Mi chiedo da che pulpito viene la predica quando coloro che esaltano il libertinaggio morale del singolo individuo e sostengono campagne di legittimazione della soppressione di esseri umani innocenti o in favore della selezione eugenetica degli esseri umani in stato embrionale o dell'eutanasia come progetto di estensione del suicidio assistito, si ergono a difensori della morale altrui. I casi sono due : o sono diventati di botto bacchettoni o sono rimasti farisei.
4. La morale è una coerenza?
La moralità non consiste in uno sforzo improbo di coerenza con principi astratti, ma è desiderio e tensione continua verso il bene che non si scandalizza della propria e altrui fragilità perché scaturisce dalla riconoscenza per l’esperienza di un amore gratuito. A partire dalla presenza di Gesù Cristo nella propria esistenza si deve tendere alla coerenza fra fede e vita, ricordando che il santo non è colui che non cade mai ma colui che dopo essere caduto si rialza perché Qualcuno gli tende misericordiosamente la mano.
Il moralismo è invece osservare delle regole astratte per sé stesse e può degenerare nel fariseismo nella misura in cui è la persona a stabilire il criterio del bene e del male con il quale generalmente assolve sé stessa e condanna gli altri,dimenticando il monito evangelico di togliere prima la trave dei propri occhi prima di pretendere di togliere la pagliuzza da quelli altrui.

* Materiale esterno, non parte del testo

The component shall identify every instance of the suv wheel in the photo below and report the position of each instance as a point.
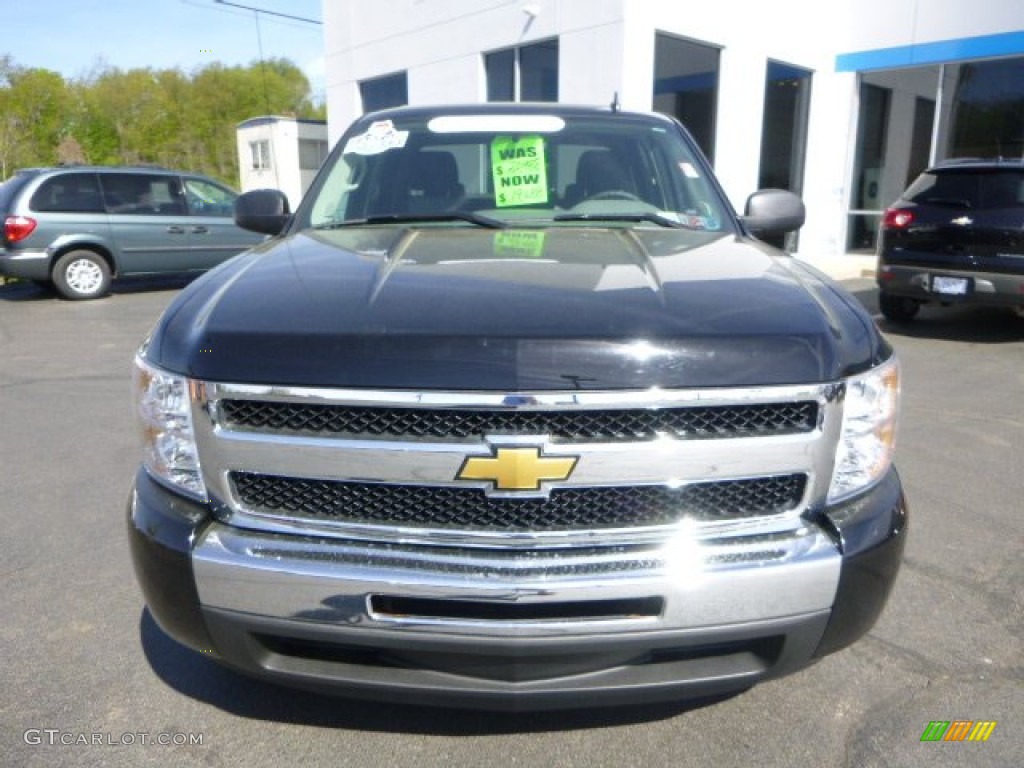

E’ l’atteggiamento di chi pensa di avere le mani pulite, ma non si accorge di avere il cuore sporco.
5. Qual'è la risposta della Chiesa all'emergenza della questione morale
Oggi, in un'epoca dominata dal relativismo nichilistico, l'emergenza sta nella difficoltà ad una educazione a valori morali assoluti , che possono conservarsi solo a partire dall'esperienza della compagnia di Gesù che ci accoglie e ci perdona.
La missione della Chiesa non è quella di una agenzia umanitaria che distribuisce patenti di moralità, ma quella di denunciare profeticamente il male ma anche di essere evangelicamente misericordiosa con i peccatori ai quali chiedere continuamente la conversione del cuore e dei comportamenti. A questo proposito mi sembra emblematico l'atteggiamento di Gesù che ai farisei che gli avevano condotta una donna adultera dice”chi è senza peccato scagli la prima pietra” e alla donna dice “va e d'ora in poi non peccare più”.
6. Cosa chiede la Chiesa a un politico?
La Chiesa chiede alle persone impegnate in politica che il loro agire sia sempre al servizio della promozione integrale della persona e del bene comune, superando il dualismo fra fede e vita . Si tratta di vivere in conformità della propria coscienza illuminata dalla fede che porta a concepire l'impegno politico come un atto di amore gratuito a servizio della comunità. Bisogna ricordare quanto Benedetto XVI disse nel settembre 2008 a Cagliari sulla necessità di una nuova generazione di laici cristiani impegnati, capaci di cercare con competenza e rigore morale soluzioni di sviluppo sostenibile per evangelizzare il mondo del lavoro, dell’economia e della politica.
7. Quali sono le principali virtù di un politico secondo don Luigi Sturzo?
Don Luigi Sturzo afferma che la politica è un arte che riescono ad esercitare solo poco artisti , mentre altri si accontentano di esserne artigiani e molti si riducono ad essere mestieranti della politica. Egli che fu impegnato in prima persona in campo politico non mancò di dare anche dei suggerimenti di natura pratica a chi vuole apprenderne l'arte ed evitarne il mestiere. Egli sostenne che il perseguimento del bene pubblico non può che essere separato dalle virtù individuali.
Tra le virtù dei politici egli cita la franchezza, la sincerità, la fermezza nel sapere dire anche i no, l'umiltà da cui scaturisce il senso del limite, il non attaccamento al denaro e alla fama, la competenza, la progettualità politica .
La moralizzazione della vita pubblica è legata per Sturzo soprattutto ad una concezione religiosa della vita da cui deriva il senso della responsabilità morale e della solidarietà sociale.